Many angel investors are retired executives or business owners who have the money, knowledge, and experience to mentor new entrepreneurs so they can stay abreast of developments in a particular area of industry. An experienced angel investor can provide valuable knowledge and skills to an entrepreneur on how to run their business during its early stages of development. They may also be a good source of useful contacts, allowing the entrepreneur the opportunity to network with others in their industry. Often, the angel investor has their invested company's best interests at heart; therefore, entrepreneurs should find an angel investor's insight and resources beneficial to the company's success.

The angel investors' return on investment
Due to the risks associated with investing in a new company, an angel investor will often expect a very high return on investment (ROI). Since it is a proven fact that many new companies will fail, an angel investor will expect a return up to ten times his/her investment within several years. Angel investors believe that this amount will balance the large risk of losing their invested money.

There is often a defined exit strategy (perhaps through an acquisition or initial public offering) in case a company does not perform as well as expected. The Angel Capital Education Foundation recommends that in order to compensate for the high risks associated with investing in new companies, angel investors should aim for twenty to thirty times the return on their initial investment. In actuality, this return, after covering failed investments and holding time over a number of years, may be about twenty or thirty percent. While most angel investors will fail in about 1/3 of all of their investments, they usually expect an average of twenty six percent or more annual return to make an investment a worthwhile venture.
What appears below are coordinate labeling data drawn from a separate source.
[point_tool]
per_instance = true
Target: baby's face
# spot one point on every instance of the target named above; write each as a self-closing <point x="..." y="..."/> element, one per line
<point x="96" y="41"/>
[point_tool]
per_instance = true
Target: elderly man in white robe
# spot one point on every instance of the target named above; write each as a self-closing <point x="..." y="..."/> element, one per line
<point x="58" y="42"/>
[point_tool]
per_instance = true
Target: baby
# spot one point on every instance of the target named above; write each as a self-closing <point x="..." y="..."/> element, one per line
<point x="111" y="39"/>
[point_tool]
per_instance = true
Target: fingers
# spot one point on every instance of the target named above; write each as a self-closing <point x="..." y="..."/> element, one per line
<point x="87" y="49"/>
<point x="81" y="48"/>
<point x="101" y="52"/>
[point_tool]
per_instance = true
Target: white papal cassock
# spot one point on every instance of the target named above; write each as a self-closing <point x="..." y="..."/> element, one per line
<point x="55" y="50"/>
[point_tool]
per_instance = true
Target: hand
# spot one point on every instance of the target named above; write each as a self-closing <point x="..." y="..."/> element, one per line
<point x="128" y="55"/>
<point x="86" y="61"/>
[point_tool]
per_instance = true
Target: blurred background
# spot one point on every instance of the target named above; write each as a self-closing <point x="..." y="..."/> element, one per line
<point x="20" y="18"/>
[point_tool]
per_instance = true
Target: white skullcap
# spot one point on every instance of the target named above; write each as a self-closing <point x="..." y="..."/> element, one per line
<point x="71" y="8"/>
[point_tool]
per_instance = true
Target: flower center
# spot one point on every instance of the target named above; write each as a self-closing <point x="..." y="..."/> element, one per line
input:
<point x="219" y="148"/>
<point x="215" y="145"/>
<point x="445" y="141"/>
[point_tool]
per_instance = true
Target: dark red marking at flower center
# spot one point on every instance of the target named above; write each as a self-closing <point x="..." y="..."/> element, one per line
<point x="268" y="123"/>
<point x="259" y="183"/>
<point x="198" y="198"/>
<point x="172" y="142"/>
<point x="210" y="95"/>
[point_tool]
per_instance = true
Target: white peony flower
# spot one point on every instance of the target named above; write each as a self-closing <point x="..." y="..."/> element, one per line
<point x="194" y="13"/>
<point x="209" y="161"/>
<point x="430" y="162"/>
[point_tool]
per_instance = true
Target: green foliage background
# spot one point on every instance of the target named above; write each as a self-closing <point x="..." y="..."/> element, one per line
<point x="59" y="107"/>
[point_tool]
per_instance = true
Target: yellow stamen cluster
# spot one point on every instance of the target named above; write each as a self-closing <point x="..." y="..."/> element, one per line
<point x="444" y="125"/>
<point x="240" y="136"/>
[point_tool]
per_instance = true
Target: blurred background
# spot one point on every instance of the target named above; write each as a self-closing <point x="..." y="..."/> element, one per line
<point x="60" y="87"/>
Angel networks in the United States
Since the late 1980s, angel groups have emerged. These angel networks comprise of anywhere between ten to two hundred members, each with a common interest of using their own personal funds for joint investments. In 2005, there were approximately 225,000 active angel investors in the United States. Today, there are thousands more as well as the formation of several hundred angel groups.

The year 2004 marked the formation of the Angel Capital Association (a non-profit organization) and Angel Capital Education Foundation. Each year, members of these organizations meet in different cities to exchange angel practice ideas and develop resources for improved angel investing.

2004 also marked the same year that approximately 45,000 companies in the United States received funding from angel investors. Most of the investments were in high tech companies, especially those specializing in software.

The entrepreneur and angel investor relationship
It is vital for a company and their angel investor(s) to form a sound relationship with one another before any investment takes place in order to make sure they share the same goals and ideals. A company and their angel investor(s) must feel comfortable with one another in order to maintain good lines of communication and to ensure a successful business.

Angel investors often use their own capital when investing in startup companies. They bring much needed experience and skills to a business, especially during the crucial early stages of development. Due to the risks of investing in early-stage enterprises with no proven history of success, angel investors will often request a high return on investment to compensate for any losses. In the past few years, there has been a growing number of angel investors in the United States, as well as the increasing trend of angel group formation. In these angel groupings, each member contributes a specific amount towards a given investment. The benefit of angel groups is that personal capital can be pooled from each member. This affords the opportunity to participate in multiple investments rather than one large one. This also allows the prospect of diversifying one's portfolio.